Consistent OD replica corruption after 1 minute
I have two identical OD servers, a master and a replica, both running 10.9.5. About a week ago, authentication to the OD failed completely and slapd -Tt showed that the database was corrupted. I fixed the problem by executing:
db_recover -cv -h /var/db/openldap/openldap-data/
and
db_recover -cv -h /var/db/openldap/authdata/
Authentication to the master resumed, and everything is working. Except, that the corruption remained on the replica. I tried waiting for replication and even forcing replication, but that did not fix the problem. I eventually fixed the replica by using the same commands. However, the problem shows up, like clockwork, 1 minute after I repair. I can tell that the repair is working because I have a process on a another machine that queries both ODs on a schedule. I can see both queries being successful, and then 1 minute after the fix, the query to the replica begins to fail. Here is the error from slapd -Tt:
559abc16 bdb(dc=ohaephqxs001,dc=aepsc,dc=com): PANIC: fatal region error detected; run recovery
559abc16 bdb_db_open: database "dc=ohaephqxs001,dc=aepsc,dc=com" cannot be opened, err -30974. Restore from backup!

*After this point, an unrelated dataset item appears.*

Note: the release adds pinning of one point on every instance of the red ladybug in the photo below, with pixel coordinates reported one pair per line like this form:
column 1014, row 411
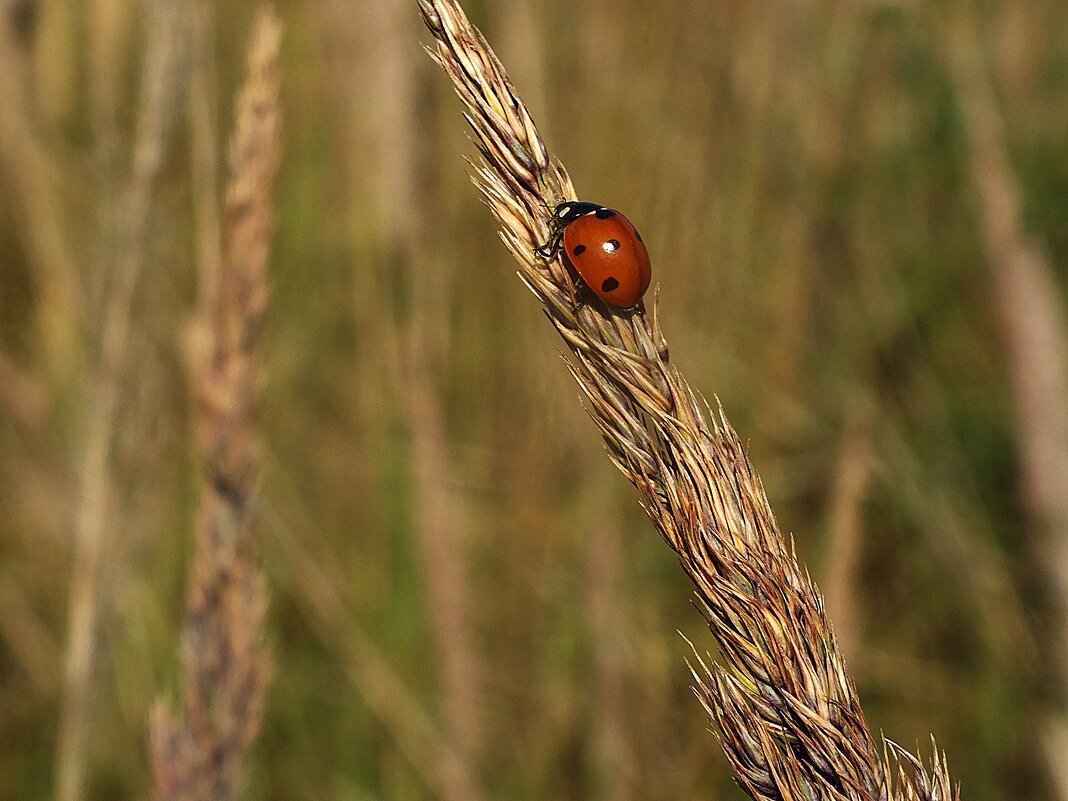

559abc16 backend_startup_one (type=bdb, suffix="dc=ohaephqxs001,dc=aepsc,dc=com"): bi_db_open failed! (-30974)
I've tried looking at opendirectoryd.log and setting od logging to debug, but I can't see anything in the mass of logs to indicate the problem. I have no idea why the corruption is happing so regularly. Replication doesn't happen that often does it? Any suggestions on where to look are appreciated.
Thanks.
Xserve, OS X Mavericks (10.9.5)